BOOKS: Sonya Fitzpatrick, The Pet Psychic
From ANIMAL PEOPLE, April 2003:
Sonya Fitzpatrick, The Pet Psychic:
What the animals tell me by Sonya Fitzpatrick
Berkley Pub Group (c/o Penguin Putnam Inc., 375 Hudson St.,
New York, NY 10014), 2003. 272 pages, hardcover. $21.95.
The Pet Psychic is just too dumb to finish.
In childhood, Sonya Fitzpatrick claims, she had a hearing
impairment that made her relate better to animals and made her more
aware of her psychic/telepathic powers. Then one holiday her father
cooked her pet geese. Fitzpatrick became so traumatized that she
turned off her communication with animals, and didn’t start again
until she was an adult.
Then, however, St. Francis came to her office and told her
that she was to work to help animals, with the help of angel guides.

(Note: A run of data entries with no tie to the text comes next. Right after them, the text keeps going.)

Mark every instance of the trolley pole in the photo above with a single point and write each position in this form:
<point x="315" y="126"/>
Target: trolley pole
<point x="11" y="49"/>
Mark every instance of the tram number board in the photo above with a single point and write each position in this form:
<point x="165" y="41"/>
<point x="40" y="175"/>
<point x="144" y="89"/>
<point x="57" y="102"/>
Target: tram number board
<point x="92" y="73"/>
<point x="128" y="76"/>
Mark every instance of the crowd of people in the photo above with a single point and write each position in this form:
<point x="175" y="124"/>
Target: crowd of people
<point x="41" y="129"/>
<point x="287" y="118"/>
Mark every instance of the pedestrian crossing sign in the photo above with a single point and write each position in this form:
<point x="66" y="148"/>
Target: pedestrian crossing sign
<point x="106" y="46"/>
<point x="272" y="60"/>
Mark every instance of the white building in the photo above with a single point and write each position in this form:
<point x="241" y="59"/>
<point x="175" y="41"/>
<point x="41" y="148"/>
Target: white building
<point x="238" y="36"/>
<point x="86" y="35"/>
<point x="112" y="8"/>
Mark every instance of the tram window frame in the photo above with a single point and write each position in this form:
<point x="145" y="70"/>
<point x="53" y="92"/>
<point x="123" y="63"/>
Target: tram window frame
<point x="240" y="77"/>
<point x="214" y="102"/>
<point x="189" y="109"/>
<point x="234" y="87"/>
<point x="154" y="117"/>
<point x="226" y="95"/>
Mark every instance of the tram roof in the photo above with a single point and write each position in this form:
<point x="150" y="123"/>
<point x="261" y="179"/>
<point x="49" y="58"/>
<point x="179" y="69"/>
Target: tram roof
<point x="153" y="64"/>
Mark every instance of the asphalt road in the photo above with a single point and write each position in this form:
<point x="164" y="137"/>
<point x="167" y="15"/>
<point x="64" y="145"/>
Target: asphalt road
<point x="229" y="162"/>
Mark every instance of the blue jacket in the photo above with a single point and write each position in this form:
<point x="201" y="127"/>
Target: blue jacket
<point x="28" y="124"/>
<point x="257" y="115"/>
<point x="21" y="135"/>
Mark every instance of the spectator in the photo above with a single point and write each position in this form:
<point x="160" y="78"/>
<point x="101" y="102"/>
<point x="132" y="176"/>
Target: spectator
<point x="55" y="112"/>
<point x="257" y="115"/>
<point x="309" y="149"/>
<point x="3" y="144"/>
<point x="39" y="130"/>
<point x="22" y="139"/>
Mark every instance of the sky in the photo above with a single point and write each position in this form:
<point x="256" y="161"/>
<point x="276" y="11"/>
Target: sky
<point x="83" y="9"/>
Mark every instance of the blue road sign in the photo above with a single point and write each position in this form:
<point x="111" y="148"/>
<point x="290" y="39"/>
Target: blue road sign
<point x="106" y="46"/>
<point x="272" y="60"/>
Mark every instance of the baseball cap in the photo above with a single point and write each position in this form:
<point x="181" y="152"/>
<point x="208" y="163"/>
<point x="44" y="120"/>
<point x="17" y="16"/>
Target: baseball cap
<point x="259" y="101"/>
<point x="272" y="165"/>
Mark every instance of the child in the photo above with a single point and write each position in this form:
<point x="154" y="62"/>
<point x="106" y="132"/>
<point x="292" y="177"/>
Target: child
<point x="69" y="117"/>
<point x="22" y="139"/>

Fitzpatrick moved to Texas from England to open a school of
etiquette, but her husband told her how her pets back home were
having a rough time. She started communicating with them
telepathically and got them through their separation anxiety.
Now people employ her to heal sick pets, uncover the roots
of depressive and aggressive pet behavior, and find lost pets.
For example, Fitzpatrick claims to have found a lost dog
named Sugar. Sugar described the road she was walking on and how a
lady in a cream-colored car picked her up and took her home.
Fitzpatrick said Sugar did not feel hunger, so she knew that the dog
was well taken care of.
Sugar told Fitzpatrick that when the lady picked her up,
they passed a church on the right and a school on the left and…
Flashing Fitzgerald a picture of the room she was in, Sugar
explained that the husband was telling the wife that they know her
name and address from her collar and should return her. But the wife
wanted to keep her because she and the kids liked her. Sugar
communicated that she was afraid she would never see her mommy again.
Eventually the people returned Sugar, in a cream colored car.
Regardless of the strength of Sonya Fitzpatrick’s alleged
psychic powers, Sugar seems to have a remarkable ability to
identify human landmarks and understand human speech. If
Fitzpatrick’s description of Sugar’s skills is taken at face value,
Sugar may not have been lost at all, and even if she was, might
only have needed a quick look at a roadmap to find her own way home.
Fitzpatrick purports to have known other animals with even
stronger evident command of human language. As a child, for
instance, she had a horse who told her all the community gossip.
Later, after she moved to Texas, one of her dogs back in England
told her the gossip from home. This dog mentioned that a neighbor
had to go into the hospital, and that her housekeeper was doing a
poor job of housecleaning. Does a dog know what a hospital is? And
when many human families do not even know if a house is clean, is it
plausible that a dog does?
Fitzpatrick loves animals. She encourages pet sterilization,
discourages cruel and painful practices such as tail docking and
dewclawing, and urges people to become pro-active and help animals
in everyday life. For that I give her kudos. In many situations she
relieves petkeepers’ stress.
But is she telling them the truth? Reading the minds of
animals and not people means that usually no one can say for certain.